Given measurement errors and impractical current sources I would say this ties in with what you see. What you can be sure of is that if the two 3 dB points are at 45 kHz and 135 kHz then the resonant point is mathematically this: -

$$F_{resonant} = \sqrt{F_{upper}\times F_{lower}}$$

This would make the resonant frequency more like 78 kHz.

So what am I doing wrong?

Are you sure you are using a good current source to stimulate this circuit? I've just simulated it and to get the numbers you have you must be using a 50 ohm signal generator output and not a current source. This makes a massive difference and totally explains why your predicted Q value is nothing like what you see in reality. Try putting the 10 k resistor in series with your signal generator output instead.

• Interesting! As English is not my first language I have to ask for a clarification: Are you saying that in general the upper and lower 3dB points are not even supposed to be equidistant from the resonant point? I've just gotten used to seeing illustrative graphs of frequency responses that always have the bandwidth marked, with the resonant point exactly in between the upper and lower points. And what is this formula, $F_{resonant} = \sqrt{F_{upper}\times F_{lower}}$? How is it derived? I will try your suggestion with the resistor. – S. Rotos Dec 13 '18 at 12:27
• When Q is high the bandwidth is low and the difference is negligible but when Q is low the two 3 dB frequencies are NOT equi-distant. They are never equi-distant but high Q systems can make it seem that they are. The formula is that using geometric mean principles – Andy aka Dec 13 '18 at 12:35
• I see. I repeated the test using a 10kOhm resistor as you suggested and now the upper cut-off frequency seems to be around 87kHz, and the lower at about 70kHz, and the resonance at 79kHz, so this would be much closer to what I expected. The exact values are hard to pinpoint since the output voltage is now very low because of the high voltage drop over the new resistor and there is a lot of noise. I will try to tweak around a bit and report back soon. – S. Rotos Dec 13 '18 at 12:45
• Maybe you should consider using a simulator. I use micro-cap and the student edition is free. – Andy aka Dec 13 '18 at 12:53

I believe your results don't match your calculations because of the output impedance of your signal generator. That output impedance is in parallel with your 10k ohms resistor. You didn't specify what generator you are using but chances are its output impedance is either 50 ohms or 600 ohms, both of which are much less than 10k ohms. A parallel RLC circuit should be driven with a high impedance source so as not to load the circuit. Essentially you should drive it with a current source, not a voltage source. You can approximate this by putting a large resistor in series with your signal generator, probably at least 100k ohms. Do this and repeat your measurements.
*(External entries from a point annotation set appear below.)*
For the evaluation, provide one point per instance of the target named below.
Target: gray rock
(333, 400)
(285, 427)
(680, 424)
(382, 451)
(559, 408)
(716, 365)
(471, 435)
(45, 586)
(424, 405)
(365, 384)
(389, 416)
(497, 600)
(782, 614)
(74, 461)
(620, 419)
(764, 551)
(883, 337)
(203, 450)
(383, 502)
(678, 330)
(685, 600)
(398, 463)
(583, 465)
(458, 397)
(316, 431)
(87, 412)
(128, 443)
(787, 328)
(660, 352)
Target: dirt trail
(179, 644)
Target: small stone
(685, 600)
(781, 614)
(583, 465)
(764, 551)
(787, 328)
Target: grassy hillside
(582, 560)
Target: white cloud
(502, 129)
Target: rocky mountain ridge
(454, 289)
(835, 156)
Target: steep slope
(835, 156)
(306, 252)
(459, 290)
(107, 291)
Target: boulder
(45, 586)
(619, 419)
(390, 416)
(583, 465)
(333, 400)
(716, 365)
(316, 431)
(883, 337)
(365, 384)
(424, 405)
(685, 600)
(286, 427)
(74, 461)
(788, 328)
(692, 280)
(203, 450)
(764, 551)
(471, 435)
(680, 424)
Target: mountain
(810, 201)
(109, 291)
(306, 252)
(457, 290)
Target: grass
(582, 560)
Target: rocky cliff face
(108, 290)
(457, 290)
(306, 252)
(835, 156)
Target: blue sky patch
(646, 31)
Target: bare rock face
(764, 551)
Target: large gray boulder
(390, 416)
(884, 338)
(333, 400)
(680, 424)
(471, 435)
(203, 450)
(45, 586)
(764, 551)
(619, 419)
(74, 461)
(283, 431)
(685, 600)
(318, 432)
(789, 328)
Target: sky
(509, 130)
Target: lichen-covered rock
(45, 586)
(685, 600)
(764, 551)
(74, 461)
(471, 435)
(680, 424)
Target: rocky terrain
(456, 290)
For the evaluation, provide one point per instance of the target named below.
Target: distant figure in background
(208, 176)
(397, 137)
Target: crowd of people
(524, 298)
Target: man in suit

Your signal generator has an output impedance $$\ R_o \$$. Depending on the model this will either be $$\ 50 \Omega \$$ or $$\ 600 \Omega \$$. I'd guess $$\ 50 \Omega \$$ is more likely in this case but check the manual. Without this impedance the output voltage would not change with frequency. simulate this circuit – Schematic created using CircuitLab

Now this can be simplified using Thevenin to: simulate this circuit

Where $$\ R_{th} \$$ is equal to $$\ R_o \$$ in parallel with $$\ R \$$

The gain of this circuit is thus:

$$\ \dfrac{V_o}{V_i} = \dfrac{\dfrac{s \cdot L \cdot \dfrac{1}{s \cdot C}}{s \cdot L + \dfrac{1}{s \cdot C}}}{R_{th} + \dfrac{s \cdot L \cdot \dfrac{1}{s \cdot C}}{s \cdot L + \dfrac{1}{s \cdot C}}} = \dfrac{\dfrac{s^2 \cdot L \cdot C}{1 + s^2 \cdot L \cdot C}}{R_{th} + \dfrac{s^2 \cdot L \cdot C}{1 + s^2 \cdot L \cdot C}} = \dfrac{s^2 \cdot L \cdot C}{s^2 \cdot L \cdot C \dot (1 + R_{th}) + R_{th}} \$$

Note you can't measure $$\ V_o \$$ as this is internal to the signal generator.

None of this applies if your signal generator is actually a good current source but I would be surprised if it's not a voltage source with output impedance.